Der Glanz der Unsichtbaren


40% der Obdachlosen in Frankreich sind Frauen. Und mit Frauen, die einst selbst auf der Straße lebten hat Louis-Julien Petit seine sozialrealistische Komödie gedreht, die sich in Frankreich zum Überraschungserfolg entwickelte.
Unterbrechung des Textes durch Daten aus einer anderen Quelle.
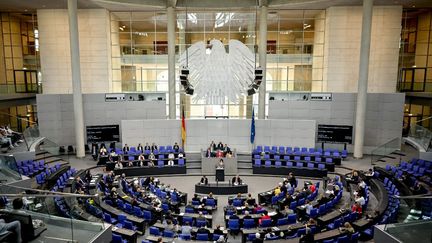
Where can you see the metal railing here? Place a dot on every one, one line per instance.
(385, 150)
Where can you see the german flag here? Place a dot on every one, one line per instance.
(183, 129)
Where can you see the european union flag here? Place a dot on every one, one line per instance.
(253, 126)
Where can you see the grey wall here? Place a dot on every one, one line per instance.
(56, 117)
(236, 133)
(383, 116)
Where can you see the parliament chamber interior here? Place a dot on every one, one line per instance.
(216, 121)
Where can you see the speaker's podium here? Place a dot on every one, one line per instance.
(220, 174)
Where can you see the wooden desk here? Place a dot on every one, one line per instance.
(327, 218)
(129, 235)
(139, 222)
(194, 216)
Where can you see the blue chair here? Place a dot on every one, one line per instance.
(117, 239)
(354, 237)
(187, 219)
(234, 226)
(301, 232)
(336, 224)
(154, 231)
(185, 236)
(108, 219)
(189, 210)
(251, 237)
(237, 202)
(211, 202)
(292, 218)
(168, 233)
(129, 225)
(147, 215)
(343, 239)
(249, 223)
(203, 237)
(313, 213)
(266, 223)
(201, 223)
(282, 221)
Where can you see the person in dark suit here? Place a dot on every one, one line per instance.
(236, 180)
(126, 149)
(204, 180)
(147, 147)
(258, 238)
(203, 230)
(154, 147)
(308, 237)
(220, 146)
(176, 147)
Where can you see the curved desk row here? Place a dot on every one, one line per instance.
(220, 188)
(286, 170)
(144, 171)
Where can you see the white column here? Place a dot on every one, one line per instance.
(363, 78)
(262, 49)
(76, 78)
(171, 62)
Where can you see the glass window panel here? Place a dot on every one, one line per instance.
(121, 16)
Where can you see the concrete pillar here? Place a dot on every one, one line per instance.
(76, 78)
(363, 78)
(171, 62)
(262, 49)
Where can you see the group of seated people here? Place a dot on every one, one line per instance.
(9, 138)
(218, 151)
(13, 227)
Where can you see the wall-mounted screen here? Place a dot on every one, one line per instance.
(334, 134)
(103, 133)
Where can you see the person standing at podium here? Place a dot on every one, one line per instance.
(236, 180)
(220, 165)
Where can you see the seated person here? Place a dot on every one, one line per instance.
(308, 237)
(176, 147)
(141, 159)
(220, 146)
(13, 227)
(258, 238)
(118, 165)
(220, 165)
(170, 159)
(356, 208)
(209, 153)
(203, 230)
(126, 148)
(147, 147)
(347, 228)
(226, 149)
(370, 173)
(140, 147)
(204, 180)
(153, 147)
(265, 216)
(236, 180)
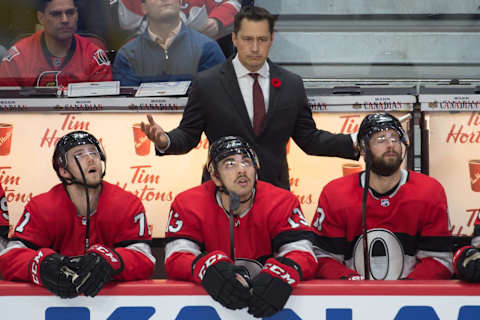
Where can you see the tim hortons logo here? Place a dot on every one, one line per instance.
(5, 138)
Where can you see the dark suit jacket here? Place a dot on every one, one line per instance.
(216, 107)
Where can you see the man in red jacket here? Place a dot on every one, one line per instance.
(407, 223)
(82, 233)
(55, 56)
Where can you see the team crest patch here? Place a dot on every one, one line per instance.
(101, 57)
(12, 53)
(384, 202)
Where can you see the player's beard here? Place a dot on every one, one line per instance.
(386, 168)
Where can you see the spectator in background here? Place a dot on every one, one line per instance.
(254, 98)
(406, 215)
(56, 55)
(168, 50)
(4, 221)
(267, 224)
(220, 15)
(82, 233)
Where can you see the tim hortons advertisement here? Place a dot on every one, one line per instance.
(454, 145)
(27, 142)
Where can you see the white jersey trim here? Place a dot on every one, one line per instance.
(181, 245)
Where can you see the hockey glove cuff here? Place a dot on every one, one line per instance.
(96, 268)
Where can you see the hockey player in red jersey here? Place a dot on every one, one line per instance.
(220, 14)
(222, 251)
(4, 226)
(466, 260)
(73, 243)
(407, 224)
(55, 56)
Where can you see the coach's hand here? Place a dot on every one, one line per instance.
(467, 264)
(96, 268)
(155, 133)
(225, 282)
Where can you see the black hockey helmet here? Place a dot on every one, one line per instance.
(377, 122)
(226, 146)
(67, 142)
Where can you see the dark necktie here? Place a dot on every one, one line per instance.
(258, 105)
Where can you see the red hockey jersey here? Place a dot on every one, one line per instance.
(29, 64)
(222, 10)
(50, 220)
(3, 209)
(408, 230)
(4, 224)
(273, 226)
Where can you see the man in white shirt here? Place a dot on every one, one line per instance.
(251, 97)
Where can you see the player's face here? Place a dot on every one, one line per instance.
(253, 42)
(386, 149)
(59, 19)
(161, 10)
(237, 174)
(89, 159)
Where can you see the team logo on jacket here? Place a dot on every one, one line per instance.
(384, 202)
(101, 57)
(12, 53)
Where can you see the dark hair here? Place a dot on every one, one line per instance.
(40, 5)
(226, 146)
(254, 14)
(377, 122)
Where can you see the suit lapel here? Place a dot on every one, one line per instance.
(230, 83)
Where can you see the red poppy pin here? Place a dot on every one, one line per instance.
(276, 83)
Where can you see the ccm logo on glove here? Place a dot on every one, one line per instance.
(278, 271)
(35, 267)
(211, 261)
(106, 252)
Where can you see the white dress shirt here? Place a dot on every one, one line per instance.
(245, 81)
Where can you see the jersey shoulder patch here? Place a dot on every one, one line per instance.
(101, 58)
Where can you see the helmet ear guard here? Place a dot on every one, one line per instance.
(226, 146)
(377, 122)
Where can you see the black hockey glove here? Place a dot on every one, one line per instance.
(96, 268)
(272, 287)
(226, 283)
(54, 272)
(467, 264)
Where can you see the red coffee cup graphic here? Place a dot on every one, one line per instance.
(349, 168)
(6, 130)
(474, 166)
(142, 143)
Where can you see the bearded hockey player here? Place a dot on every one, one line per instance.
(407, 224)
(82, 233)
(221, 233)
(4, 226)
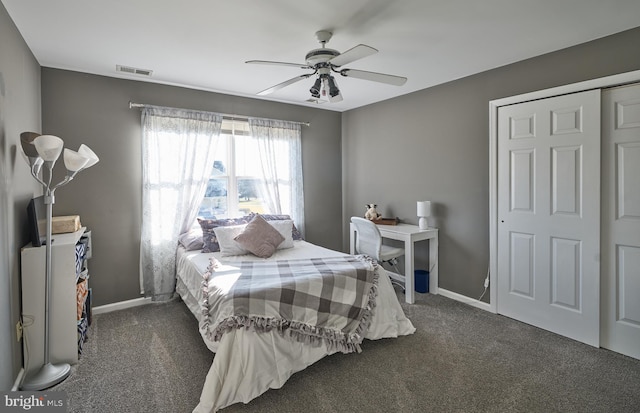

Im Norden Frankreichs leitet Manu (Corinne Masiero) ein Tageszentrum für obdachlose Frauen. Jeden Morgen, kurz vor acht Uhr öffnen Manu und ihre Mitarbeiterinnen Audrey (Audrey Lamy), Angélique (Déborah Lukumuena) und Hélène (Noémie Lvovsky) die Pforten. Zu diesem Zeitpunkt stehen die Frauen unterschiedlichen Alters, manche sehr jung, die meisten älter, verlebt, schon länger an, warten darauf, sich im Aufenthaltsraum auszuruhen, einen Kaffee zu trinken, zu duschen. Abends müssen sie wieder hinaus, müssen hoffen, dass sie in einer Unterkunft ein Dach über dem Kopf finden. Auch wenn sie es laut dem Gesetzt nicht dürfen, versuchen Audrey und ihre Kolleginnen den Frauen aktiv zu helfen, organisieren Workshops und lassen die Frauen sogar in der Unterkunft übernachten. Auch wenn dies nur kleine Schritte sind: Das Selbstvertrauen und die Selbstachtung der obdachlosen Frauen steigt enorm.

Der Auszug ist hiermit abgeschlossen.